Among the positive elements of the bill are that it explicitly includes sexual orientation and gender identity as prohibited grounds of discrimination. It also creates a special judicial process aimed at providing rapid redress to victims of discriminatory acts, which allows judges to halt or reverse them and provide protection for victims.
As Human Rights Watch pointed out in its letter, however, the bill is silent on preventive measures. It also removes an article in the original draft presented during the administration of Ricardo Lagos that allows victims to claim compensation for discriminatory acts.
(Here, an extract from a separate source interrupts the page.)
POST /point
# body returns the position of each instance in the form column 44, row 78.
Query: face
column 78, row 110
Moreover, to pacify senators who had opposed the explicit inclusion of sexual orientation as a protected ground against discrimination, a clause was added according to which if an individual’s rights were subject to “restrictions or exclusions” because of the exercise of another constitutional right, this “would always considered to be reasonable.” Human Rights Watch pointed out that all rights were of equal status, and that conflicts between competing sets of rights, such as the right to equality and the exercise of other rights, should be resolved by courts, taking into consideration the particular circumstances of each case.
In a letter to President Piñera welcoming his promise to seek the law’s amendment, Human Rights Watch asked him to ensure that the law provides suitable mechanisms for victims of discrimination to obtain compensation through the courts.
Influential sectors of conservative opinion, including the Catholic Church, have expressed caution and fears that the bill could threaten religious freedom and existing laws on marriage. LGBT rights advocates and opposition congressmen oppose its passage unless significant amendments are made to broaden its scope.
“When all is said and done, this is not about attacking beliefs or institutions but protecting the vulnerable and making Chile a fairer and more tolerant place,” said Vivanco.